Question

Juhi sells a washing machine for Rs. 13, 500. She loses 20% in the bargain. What was the price at which she bought it?

Answer 1

Hint: Assume the cost price to be x and then use the condition that 20% of cost price when reduced from the cost price i.e. ‘x’ you will get the selling price. By simplifying this equation you will get your final answer.

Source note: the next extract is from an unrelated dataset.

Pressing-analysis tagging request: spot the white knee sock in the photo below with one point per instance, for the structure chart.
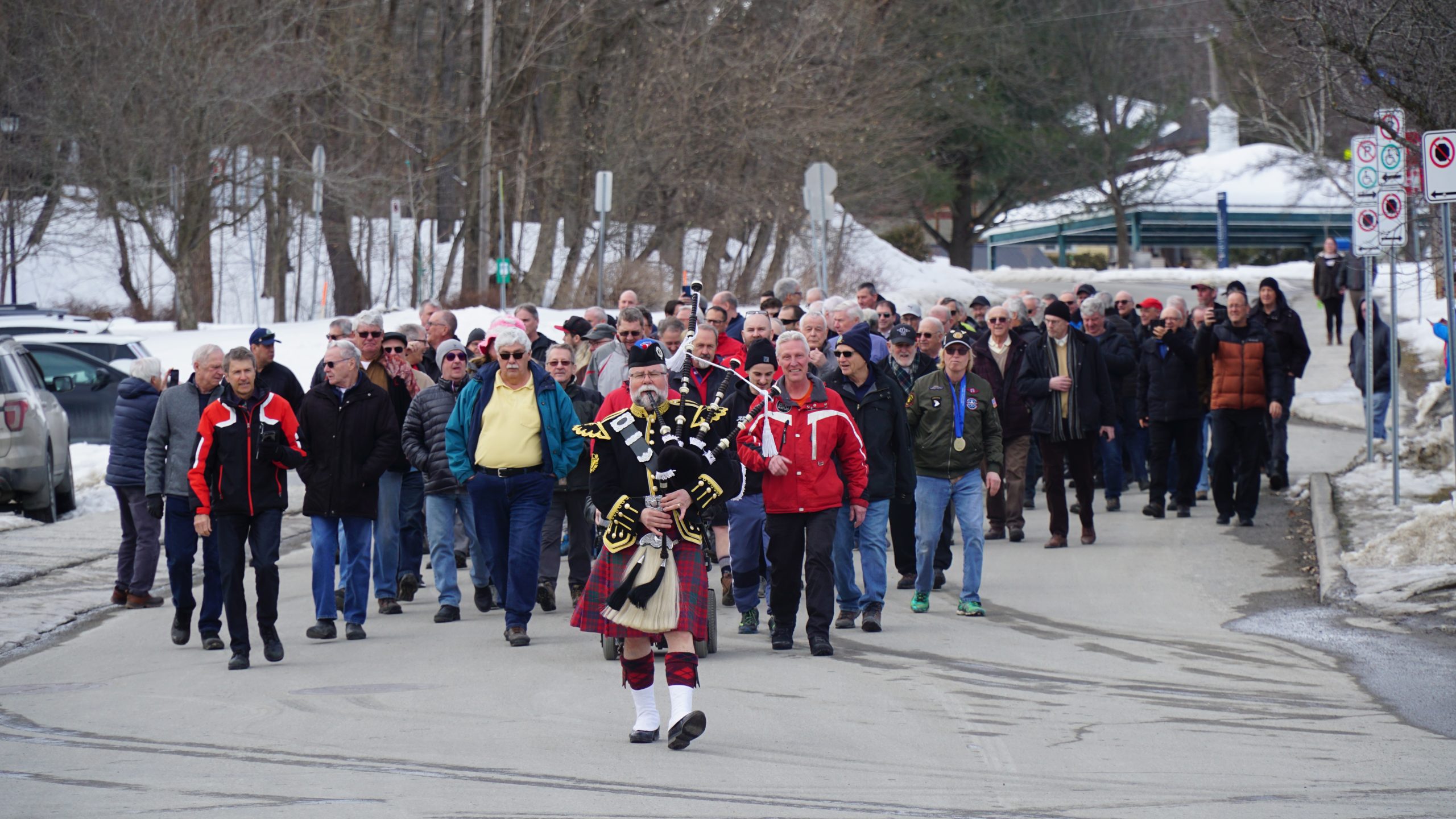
(682, 697)
(648, 719)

Complete step-by-step answer:
As Juhi sold the washing machine at Rs. 13, 500 therefore the selling price will become,
SP = Rs. 13,500 …………………………………………………… (1)
We will assume the cost price of the washing machine as ‘x’, therefore
CP = x ………………………………………………………………………… (2)
As per the given condition, Juhi loses 20% cost while selling the washing machine i.e. when 20% of the cost price is reduced from the cost price; we will get the value of selling price. Therefore 20% of the cost price can be given as,
20% of the cost price = 20% (CP)
If we put the value of equation (2) in the above equation we will get,
20% of the cost price = 20%(x)
Therefore, 20% of the cost price = $\dfrac{20}{100}x$ ………………………………………………………… (3)
Now, as per the condition we have mentioned earlier, if we reduce 20% of CP from CP it will give us the SP therefore we can write,
CP – 20% of CP = SP
If we put the values of equation (1), equation (2) and equation (3) in the above equation we will get,
 $x-\dfrac{20}{100}x=13500$
Taking ‘x’ common from the above equation will give,
$\therefore x\left( 1-\dfrac{20}{100} \right)=13500$
If we subtract the term $-\dfrac{20}{100}$ from ‘1’ in the above equation we will get,
$\therefore x\left( \dfrac{100-20}{100} \right)=13500$
By simplifying the above equation we will get,
$\therefore x\left( \dfrac{80}{100} \right)=13500$
Further simplification in the above equation will give,
$\therefore x\left( \dfrac{8}{10} \right)=13500$
By shifting $\dfrac{8}{10}$ on the right hand side of the equation will give,
$\dfrac{20}{100}CP$
$\therefore x=\dfrac{135000}{8}$
Therefore, x = Rs. 16875
Therefore the value of the cost price of the washing machine is equal to Rs. 16875.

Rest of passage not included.